転職のデメリット➀退職金や企業年金が減る可能性がある
1つ目のデメリットは、メリットの反対で勤続年数により退職金や年金などが減ることもあるということです。
最近の企業制度に変化は起こりつつも、基本的に勤続年数が長いほど退職金や企業年金は多くなります。
つまり、転職すると勤続年数はゼロからのスタートを切ることになるため、生涯同じ企業で勤め上げた人に比べて退職金や年金は少なくなります。
とりわけ、退職金や企業年金に着目した場合、勤続年数を重ねてからの転職は不利とも言えます。
転職のデメリット➁給与が下がる可能性がある
2つ目のデメリットは、今の仕事よりも給与が下がる可能性があるということです。
転職するにあたって給与が上がる人も少なくありません。
しかし、転職先によっては全てが一からのスタートになる可能性もあり、これまでに築き上げてきた業績やスキルが通用せず、前職よりも給与が大幅に下がることもあります。
言うまでもありませんが、転職先の待遇面に関するリサーチも怠らないようにしましょう。
転職のデメリット➂転職回数に伴い、信頼性を失うこともある
3つ目のデメリットは、転職回数が多くなると信頼性などの評価に影響する場合があるということです。

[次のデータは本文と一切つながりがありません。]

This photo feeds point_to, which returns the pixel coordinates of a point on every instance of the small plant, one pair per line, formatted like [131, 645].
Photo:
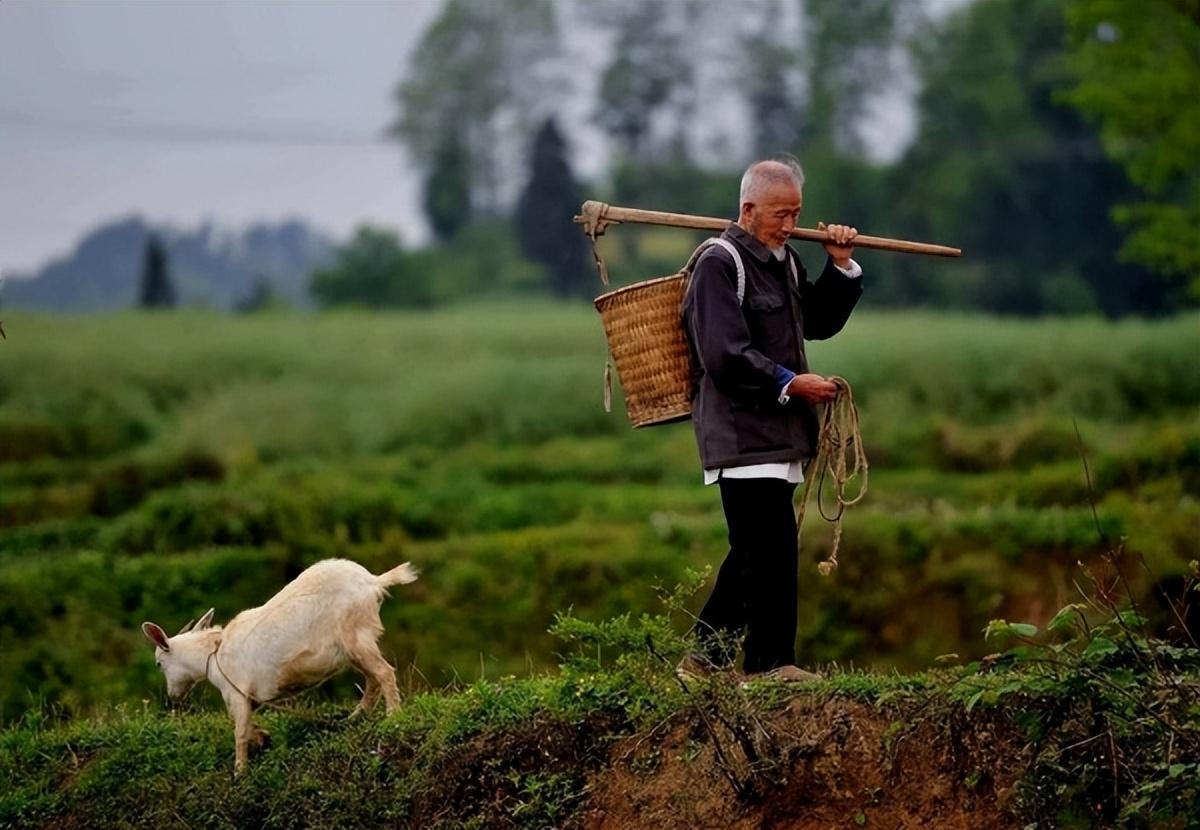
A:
[1111, 714]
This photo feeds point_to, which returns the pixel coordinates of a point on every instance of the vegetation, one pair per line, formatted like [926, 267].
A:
[1093, 728]
[1054, 140]
[154, 467]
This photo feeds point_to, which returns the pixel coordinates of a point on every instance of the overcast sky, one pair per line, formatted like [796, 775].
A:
[231, 110]
[190, 109]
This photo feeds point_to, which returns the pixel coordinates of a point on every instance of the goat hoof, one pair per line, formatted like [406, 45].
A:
[262, 739]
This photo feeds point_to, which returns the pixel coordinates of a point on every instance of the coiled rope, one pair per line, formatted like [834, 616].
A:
[839, 456]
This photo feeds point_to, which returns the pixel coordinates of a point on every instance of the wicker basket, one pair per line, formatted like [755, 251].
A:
[649, 349]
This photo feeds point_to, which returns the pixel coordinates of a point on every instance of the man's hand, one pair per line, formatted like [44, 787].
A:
[841, 242]
[813, 388]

転職をすることは自身のスキルやキャリアアップにつながる可能性があります。
しかし、短いスパンで転職を繰り返すなど転職回数が多くなると、「またすぐに辞めてしまうのではないか」など信頼を得られず書類審査で落とされることもあります。
転職する上での注意点
合わない上司との関係性を悪化させず、円滑に退職・転職するための注意点を2つ紹介しておきます。
➁希望する転職先の情報収集をしっかりと行う
1つ目の注意点は、転職する際もスキルやキャリアアップなど前向きな理由を用意することです。

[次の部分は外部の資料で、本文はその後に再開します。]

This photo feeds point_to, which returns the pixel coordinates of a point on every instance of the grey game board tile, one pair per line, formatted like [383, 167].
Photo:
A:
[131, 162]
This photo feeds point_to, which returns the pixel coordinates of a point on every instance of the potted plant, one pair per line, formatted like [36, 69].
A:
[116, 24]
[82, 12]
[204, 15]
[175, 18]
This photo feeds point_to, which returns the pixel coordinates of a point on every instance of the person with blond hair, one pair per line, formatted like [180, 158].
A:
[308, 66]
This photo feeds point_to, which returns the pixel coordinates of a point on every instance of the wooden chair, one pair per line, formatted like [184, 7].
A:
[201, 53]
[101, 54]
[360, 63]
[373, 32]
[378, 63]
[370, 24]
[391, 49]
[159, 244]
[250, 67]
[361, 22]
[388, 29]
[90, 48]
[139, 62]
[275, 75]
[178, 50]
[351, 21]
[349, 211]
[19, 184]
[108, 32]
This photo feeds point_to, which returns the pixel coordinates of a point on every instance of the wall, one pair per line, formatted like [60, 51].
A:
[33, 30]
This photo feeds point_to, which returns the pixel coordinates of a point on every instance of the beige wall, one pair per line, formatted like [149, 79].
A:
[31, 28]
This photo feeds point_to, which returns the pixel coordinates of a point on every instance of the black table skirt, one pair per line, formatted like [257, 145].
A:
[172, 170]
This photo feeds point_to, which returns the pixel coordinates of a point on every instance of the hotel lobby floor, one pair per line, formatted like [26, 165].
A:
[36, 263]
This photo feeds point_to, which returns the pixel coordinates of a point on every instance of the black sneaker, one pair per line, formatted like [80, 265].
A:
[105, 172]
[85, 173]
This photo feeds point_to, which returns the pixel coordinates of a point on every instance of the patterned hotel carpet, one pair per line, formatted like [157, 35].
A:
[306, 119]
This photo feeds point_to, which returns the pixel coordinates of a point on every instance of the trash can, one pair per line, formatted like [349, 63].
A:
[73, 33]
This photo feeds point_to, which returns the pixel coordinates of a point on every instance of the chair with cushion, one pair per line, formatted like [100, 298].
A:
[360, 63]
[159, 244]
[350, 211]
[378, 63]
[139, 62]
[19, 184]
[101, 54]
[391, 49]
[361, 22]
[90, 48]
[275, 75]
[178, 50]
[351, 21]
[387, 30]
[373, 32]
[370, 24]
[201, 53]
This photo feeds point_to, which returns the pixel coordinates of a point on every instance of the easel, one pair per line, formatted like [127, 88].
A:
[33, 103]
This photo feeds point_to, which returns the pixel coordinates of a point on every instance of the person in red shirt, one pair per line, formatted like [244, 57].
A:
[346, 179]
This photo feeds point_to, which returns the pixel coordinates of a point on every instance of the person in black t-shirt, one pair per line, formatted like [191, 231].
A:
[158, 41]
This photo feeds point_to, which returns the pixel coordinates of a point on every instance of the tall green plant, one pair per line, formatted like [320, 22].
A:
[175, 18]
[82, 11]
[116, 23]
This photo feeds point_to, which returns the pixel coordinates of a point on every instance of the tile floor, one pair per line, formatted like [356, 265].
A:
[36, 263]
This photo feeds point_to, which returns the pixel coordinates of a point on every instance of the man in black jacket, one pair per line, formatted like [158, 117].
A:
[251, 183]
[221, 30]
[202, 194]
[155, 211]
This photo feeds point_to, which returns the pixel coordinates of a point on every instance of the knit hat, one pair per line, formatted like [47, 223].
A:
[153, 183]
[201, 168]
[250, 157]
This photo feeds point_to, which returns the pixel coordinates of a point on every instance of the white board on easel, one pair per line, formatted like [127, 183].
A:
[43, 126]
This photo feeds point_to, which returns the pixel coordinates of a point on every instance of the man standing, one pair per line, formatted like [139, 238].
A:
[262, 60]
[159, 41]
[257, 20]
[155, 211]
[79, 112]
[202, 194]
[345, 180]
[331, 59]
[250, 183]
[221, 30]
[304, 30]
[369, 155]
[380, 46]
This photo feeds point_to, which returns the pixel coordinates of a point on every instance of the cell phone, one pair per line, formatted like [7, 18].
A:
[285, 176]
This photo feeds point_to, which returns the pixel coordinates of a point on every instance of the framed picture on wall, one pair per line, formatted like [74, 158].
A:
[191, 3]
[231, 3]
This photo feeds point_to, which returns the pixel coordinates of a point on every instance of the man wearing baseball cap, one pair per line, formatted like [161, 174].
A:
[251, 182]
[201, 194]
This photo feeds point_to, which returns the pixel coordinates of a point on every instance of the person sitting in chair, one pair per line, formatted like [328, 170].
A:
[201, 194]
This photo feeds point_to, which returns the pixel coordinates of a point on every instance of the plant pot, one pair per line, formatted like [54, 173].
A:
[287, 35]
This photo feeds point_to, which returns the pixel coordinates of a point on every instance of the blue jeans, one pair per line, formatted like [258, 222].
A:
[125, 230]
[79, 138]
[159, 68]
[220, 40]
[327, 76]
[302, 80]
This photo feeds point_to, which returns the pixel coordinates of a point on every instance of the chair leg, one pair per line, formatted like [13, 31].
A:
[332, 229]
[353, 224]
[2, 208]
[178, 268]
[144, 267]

転職理由に上司との関係性やトラブルなどネガティブな内容が書かれている場合、採用される可能性が低くなります。
「この会社でも人間関係で揉めるのではないか」「気に入らない上司だとまたすぐ辞めるのではないか」など書いた本人にも良い印象を持たれません。
そのため、転職理由は仕事に対するポジティブな姿勢を示した内容に書くようにしましょう。

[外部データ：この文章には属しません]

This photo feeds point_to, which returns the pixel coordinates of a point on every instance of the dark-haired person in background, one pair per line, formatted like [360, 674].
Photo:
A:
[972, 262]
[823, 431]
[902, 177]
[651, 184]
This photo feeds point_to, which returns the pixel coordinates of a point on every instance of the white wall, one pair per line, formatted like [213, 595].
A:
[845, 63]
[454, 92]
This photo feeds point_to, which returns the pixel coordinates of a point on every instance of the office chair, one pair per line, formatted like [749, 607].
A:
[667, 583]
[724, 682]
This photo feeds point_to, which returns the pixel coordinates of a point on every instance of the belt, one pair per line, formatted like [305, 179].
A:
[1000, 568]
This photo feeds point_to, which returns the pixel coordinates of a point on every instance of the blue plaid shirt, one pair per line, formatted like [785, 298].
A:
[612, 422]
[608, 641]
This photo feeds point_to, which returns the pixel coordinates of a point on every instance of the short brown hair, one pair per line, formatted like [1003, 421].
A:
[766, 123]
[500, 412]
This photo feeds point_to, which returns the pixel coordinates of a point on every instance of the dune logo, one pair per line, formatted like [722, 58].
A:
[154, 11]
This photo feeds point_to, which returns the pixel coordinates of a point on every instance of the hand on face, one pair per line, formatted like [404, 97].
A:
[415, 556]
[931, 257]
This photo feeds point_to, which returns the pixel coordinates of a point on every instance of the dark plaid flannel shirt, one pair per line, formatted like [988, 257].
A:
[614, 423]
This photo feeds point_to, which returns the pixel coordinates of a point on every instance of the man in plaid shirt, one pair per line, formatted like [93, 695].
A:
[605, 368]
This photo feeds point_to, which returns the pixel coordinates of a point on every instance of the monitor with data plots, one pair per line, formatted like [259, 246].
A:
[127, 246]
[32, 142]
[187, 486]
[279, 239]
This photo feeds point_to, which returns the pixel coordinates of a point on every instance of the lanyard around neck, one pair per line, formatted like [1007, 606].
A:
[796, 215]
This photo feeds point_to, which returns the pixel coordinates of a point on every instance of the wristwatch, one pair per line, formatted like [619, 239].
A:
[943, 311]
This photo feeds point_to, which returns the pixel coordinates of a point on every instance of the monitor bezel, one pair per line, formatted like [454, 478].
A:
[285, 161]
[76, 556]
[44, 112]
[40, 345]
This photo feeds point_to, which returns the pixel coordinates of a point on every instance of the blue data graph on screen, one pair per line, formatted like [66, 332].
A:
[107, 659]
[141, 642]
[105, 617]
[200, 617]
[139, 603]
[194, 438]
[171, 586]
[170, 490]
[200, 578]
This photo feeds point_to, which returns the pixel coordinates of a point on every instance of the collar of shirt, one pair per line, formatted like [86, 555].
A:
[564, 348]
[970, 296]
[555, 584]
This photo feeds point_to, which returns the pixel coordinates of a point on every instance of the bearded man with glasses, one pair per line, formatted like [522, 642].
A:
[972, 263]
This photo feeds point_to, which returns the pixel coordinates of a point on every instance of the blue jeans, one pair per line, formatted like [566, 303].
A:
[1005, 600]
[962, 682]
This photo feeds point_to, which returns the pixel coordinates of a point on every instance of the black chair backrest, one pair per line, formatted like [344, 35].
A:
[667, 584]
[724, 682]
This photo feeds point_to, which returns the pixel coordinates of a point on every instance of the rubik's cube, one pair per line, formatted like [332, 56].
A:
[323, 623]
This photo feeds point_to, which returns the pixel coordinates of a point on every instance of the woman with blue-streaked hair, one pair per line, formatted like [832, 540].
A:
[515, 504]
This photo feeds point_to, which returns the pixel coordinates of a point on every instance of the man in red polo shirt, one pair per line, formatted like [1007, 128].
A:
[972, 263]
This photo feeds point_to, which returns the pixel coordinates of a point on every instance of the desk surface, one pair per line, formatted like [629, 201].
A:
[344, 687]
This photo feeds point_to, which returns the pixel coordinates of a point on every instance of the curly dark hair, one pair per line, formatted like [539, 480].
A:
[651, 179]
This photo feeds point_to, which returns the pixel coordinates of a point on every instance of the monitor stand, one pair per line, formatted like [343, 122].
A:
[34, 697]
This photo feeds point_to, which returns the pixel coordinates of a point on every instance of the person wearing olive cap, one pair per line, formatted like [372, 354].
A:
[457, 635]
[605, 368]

2つ目の注意点は、希望する転職先の情報収集を徹底的に行うということです。
せっかく転職できたとしても新たな職場で同じような合わない上司がいないとも限りません。
自分に合った転職先を探す際には、様々な情報収集が必要です。とはいえ、一人で仕事をしながら詳細な情報を集めることには限界があります。
自分が希望する職場を探す際に、有効活用すると良いのが「転職エージェント」です。
公的な機関も決して悪くはありませんが、転職エージェントなら希望する転職先の詳細な情報を得られるだけでなく、充実したサポートを受けることもできます。
おすすめの転職エージェント3選
転職エージェントを利用して、自分に合った転職先を探しましょう。
以下では、どのような転職エージェントが良いか、転職エージェントの中でも上位3つを紹介します。
おすすめの転職エージェント➀リクルートエージェント
最初に紹介するエージェントは、定番の総合転職エージェントと知られる「リクルートエージェント」です。
職種も多種多様で転職エージェントの中でも最大の求人数を誇ります。また面接力を養うためのサポートも充実しており、内定率の高さが人気の理由です。
ただし、担当者であるキャリアアドバイザーの質に差があるため、自分にあったアドバイザーかを見極めることが必要になります。
おすすめの転職エージェント➁dodaト
次に紹介するエージェントは、リクルートエージェントと同様、大手の転職エージェント「doda」です。
求人数も多く、大手の企業だけでなく中小企業も含まれているため選択肢も幅広く用意されています。
また職務経歴書や面接への対策に向けた手厚いサポートも受けられ、転職者の満足度も高いとされています。
しかし、質の低い求人情報が紛れていることもある点には注意を払わなければなりません。
おすすめの転職エージェント➂マイナビエージェント
最後に紹介するエージェントは、「マイナビエージェント」です。
マイナビエージェントは20代向けの求人が多く、キャリア経験が少ない若年層の転職希望者から一定の評価を得ています。
主に中小企業の求人情報を取り扱っているため、先に紹介した2つのエージェントに比べると規模は小さいと言えます。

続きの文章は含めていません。